Open Access News

News from the open access movement


Friday, January 15, 2010

Housekeeping: Good bye to Gavin Baker

Gavin Baker joined Open Access News as assistant editor in February 2008, two weeks shy of two years ago.  When he started, there was already too much news for me to cover alone.  His help was indispensable to the blog and to me personally.  After July 2009, when I took a new position and had to curtail my own blogging, he carried virtually the whole, still-growing load at OAN on his own.  Today is his last day, and OAN will not be the same.

Gavin was highly qualified for this job on Day One.  As I described his background in my blog post introducing him to my readers (February 3, 2008):

Gavin is the founder of the Open Students, the only blog about OA directed to students.  He's also the force behind The Right to Research, the SPARC web site on the student campaign for OA, and the author of some first-rate blog posts (one, two, three), presentations (one, two, three), and articles on OA.  When he was still a student, he co-founded the Florida chapter of Free Culture, and organized a successful campaign to get the University of Florida Student Senate to adopt a strong resolution in support of OA.  It's no surprise that when SPARC honored the student campaign for OA with its Innovator Award in December 2007, it singled out five students as notable agents of change and named Gavin "The Professional".  He was interviewed last week in Library Journal Academic Newswire.

In the past two years, his understanding of this topic and the worldwide campaign behind it grew even further, embodied in a daily stream of succinct posts.  Behind the scenes he was skilled and dogged at the time-consuming tasks required to blog well:  finding the relevant policies of the journals, publishers, projects, institutions, or countries we were covering; discovering whether a development in the news was really new; deciphering gibberish and PR-speak and restating it clearly; gaining access to articles that were not OA; understanding stories or documents not written in English; finding URLs for items to which we'd like to link; and reading long documents in order to select the most relevant excerpts.  When a news article or press release was vague on a point important to us and our readers, Gavin often took the initiative to ask the right questions and track down people who might be in a position to answer.

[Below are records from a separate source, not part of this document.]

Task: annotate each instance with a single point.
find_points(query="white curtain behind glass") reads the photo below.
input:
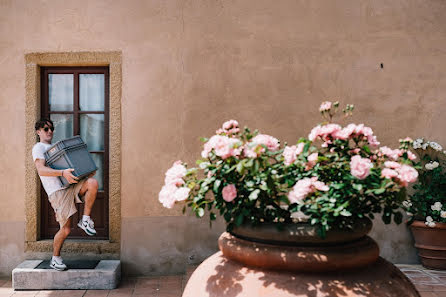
(91, 92)
(60, 91)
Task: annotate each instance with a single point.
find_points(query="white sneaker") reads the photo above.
(58, 265)
(87, 226)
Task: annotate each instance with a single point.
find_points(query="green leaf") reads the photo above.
(357, 187)
(256, 165)
(398, 217)
(337, 186)
(386, 217)
(200, 212)
(240, 167)
(239, 220)
(217, 184)
(254, 194)
(345, 213)
(379, 191)
(366, 149)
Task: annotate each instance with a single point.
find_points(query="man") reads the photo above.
(62, 198)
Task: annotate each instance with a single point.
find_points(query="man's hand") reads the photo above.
(91, 174)
(67, 173)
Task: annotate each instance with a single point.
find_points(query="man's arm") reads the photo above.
(43, 170)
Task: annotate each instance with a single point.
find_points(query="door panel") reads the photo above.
(76, 100)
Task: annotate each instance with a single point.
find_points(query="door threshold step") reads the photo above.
(81, 275)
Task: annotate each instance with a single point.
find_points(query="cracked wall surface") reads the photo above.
(188, 66)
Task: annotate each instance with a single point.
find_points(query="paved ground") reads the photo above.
(430, 283)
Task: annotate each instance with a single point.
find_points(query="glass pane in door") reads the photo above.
(63, 126)
(92, 131)
(60, 92)
(91, 92)
(99, 161)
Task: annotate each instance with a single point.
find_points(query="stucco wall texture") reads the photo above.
(187, 66)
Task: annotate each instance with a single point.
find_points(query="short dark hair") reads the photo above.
(42, 122)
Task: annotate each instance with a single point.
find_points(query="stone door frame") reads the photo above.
(33, 244)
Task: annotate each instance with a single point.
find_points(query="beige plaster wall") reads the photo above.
(187, 66)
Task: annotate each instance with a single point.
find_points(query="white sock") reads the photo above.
(57, 258)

His work at OAN --as well as the OA tracking project-- has been valuable to me, our readers, and the wider OA movement.  I'm grateful to him and wish him the best in the next chapters of his life and career, starting with graduate school in the fall.

 

Postscript 1.  For an idea of what he's been up to, see his article, Open access: Advice on working with faculty senates, published just this week in the January issue of College & Research Libraries News.

Postscript 2.  I'll soon post more on the future of OAN itself.